1. Mortgage Forbearance is NOT Mortgage Forgiveness – A forbearance agreement allows a borrower to pause or reduce payments for a period without the lender starting the foreclosure process. In return, the borrower agrees to resume payments when the time is up and pay the additional deferred amount, including principal and interest, to bring the account into good standing at the end of the forbearance agreement. The borrower is required to either pay the full amount of “skipped” payments in one lump sum or work with their current mortgage servicer on payment plan. FHA and VA loans allow the borrowers to hold off on paying the full amount of their forbearance period until their mortgage is paid off. Let’s say your monthly mortgage payment is $2,000, “skipped” 6 months, then you owe $12,000 at the end of term. You are going to be hit with big lump sum payment at the end of forbearance agreement.

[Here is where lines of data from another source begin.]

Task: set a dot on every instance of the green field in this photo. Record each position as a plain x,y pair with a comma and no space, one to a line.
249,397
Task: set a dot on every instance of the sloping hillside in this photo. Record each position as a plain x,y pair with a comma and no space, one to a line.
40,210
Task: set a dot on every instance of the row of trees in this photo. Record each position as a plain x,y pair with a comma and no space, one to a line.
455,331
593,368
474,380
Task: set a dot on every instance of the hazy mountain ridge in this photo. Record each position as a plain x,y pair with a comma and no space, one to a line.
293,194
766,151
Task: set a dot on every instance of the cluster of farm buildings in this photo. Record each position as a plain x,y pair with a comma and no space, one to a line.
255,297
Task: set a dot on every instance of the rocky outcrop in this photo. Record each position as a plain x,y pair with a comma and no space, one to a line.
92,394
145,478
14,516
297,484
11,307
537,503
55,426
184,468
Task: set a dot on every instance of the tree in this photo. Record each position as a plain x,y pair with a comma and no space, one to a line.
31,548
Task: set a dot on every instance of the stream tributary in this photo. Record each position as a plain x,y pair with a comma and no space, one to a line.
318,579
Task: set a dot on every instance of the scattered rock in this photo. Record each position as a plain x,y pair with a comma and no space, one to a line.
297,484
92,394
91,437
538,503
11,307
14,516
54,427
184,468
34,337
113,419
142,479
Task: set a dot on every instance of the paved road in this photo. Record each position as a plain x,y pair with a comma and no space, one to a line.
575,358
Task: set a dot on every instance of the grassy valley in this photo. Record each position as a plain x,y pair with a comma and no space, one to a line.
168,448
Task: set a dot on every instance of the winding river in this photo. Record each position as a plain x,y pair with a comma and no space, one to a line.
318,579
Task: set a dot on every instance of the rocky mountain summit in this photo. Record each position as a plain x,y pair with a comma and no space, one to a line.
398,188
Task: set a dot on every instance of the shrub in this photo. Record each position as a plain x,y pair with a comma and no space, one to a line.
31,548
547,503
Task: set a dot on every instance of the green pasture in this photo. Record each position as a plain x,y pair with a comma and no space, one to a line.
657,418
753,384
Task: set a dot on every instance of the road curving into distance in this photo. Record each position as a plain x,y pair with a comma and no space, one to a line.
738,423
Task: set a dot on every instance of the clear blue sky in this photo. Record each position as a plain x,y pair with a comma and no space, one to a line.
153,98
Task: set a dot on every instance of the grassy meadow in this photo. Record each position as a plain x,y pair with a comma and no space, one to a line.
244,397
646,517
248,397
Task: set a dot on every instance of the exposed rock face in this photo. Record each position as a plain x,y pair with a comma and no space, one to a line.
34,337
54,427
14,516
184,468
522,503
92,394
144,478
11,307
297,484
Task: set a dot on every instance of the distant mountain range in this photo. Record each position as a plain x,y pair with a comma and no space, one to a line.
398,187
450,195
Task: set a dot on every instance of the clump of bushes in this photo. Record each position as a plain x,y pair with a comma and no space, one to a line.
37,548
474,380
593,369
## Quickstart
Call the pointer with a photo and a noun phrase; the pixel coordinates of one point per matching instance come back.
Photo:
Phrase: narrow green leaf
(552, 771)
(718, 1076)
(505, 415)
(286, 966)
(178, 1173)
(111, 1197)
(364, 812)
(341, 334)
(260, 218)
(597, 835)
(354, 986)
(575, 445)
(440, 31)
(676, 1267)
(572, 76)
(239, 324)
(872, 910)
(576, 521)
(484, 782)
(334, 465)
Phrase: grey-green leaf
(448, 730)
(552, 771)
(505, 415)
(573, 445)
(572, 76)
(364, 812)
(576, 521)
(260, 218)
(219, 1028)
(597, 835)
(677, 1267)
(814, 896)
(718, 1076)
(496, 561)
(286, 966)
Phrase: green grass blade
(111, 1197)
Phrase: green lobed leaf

2. Indefinite forbearance “exit” lender guidelines
– Law does not indicate how these mortgage companies are to exit forbearance as of today. There are still a lot of details that need to be delineated such as property tax and insurance and how this will be handled if you have an escrow account. Who is going to pay homeowner’s insurance and property tax when you are not making mortgage payments?

3. You cannot refinance your mortgage – If you are currently under forbearance program, you are not eligible for refinancing your mortgage. There is a seasoning requirement before you become eligible for refinance, and mortgage guidelines are subject to change daily and without notice.

In summary, mortgage forbearance may be a great financial relief if you are experiencing difficulty making on-time mortgage payments due to COVID-19. However, we do not recommend forbearance option if you are able to make payments while your income is decreased. You may re-arrange your budget to downsize during this time and it is wise to keep making mortgage payments if you are able to. Please read our blog posted on April 16th 2020, 3 Refinance Solutions during COVID-19 and consult with your mortgage advisor before you consider forbearance. Forbearance should be the last resort to avoid foreclosure or facing serious financial hardship because it is NOT a mortgage forgiveness program. If you can refinance your mortgage without any upfront costs and have similar benefits as forbearance, refinancing is much better options.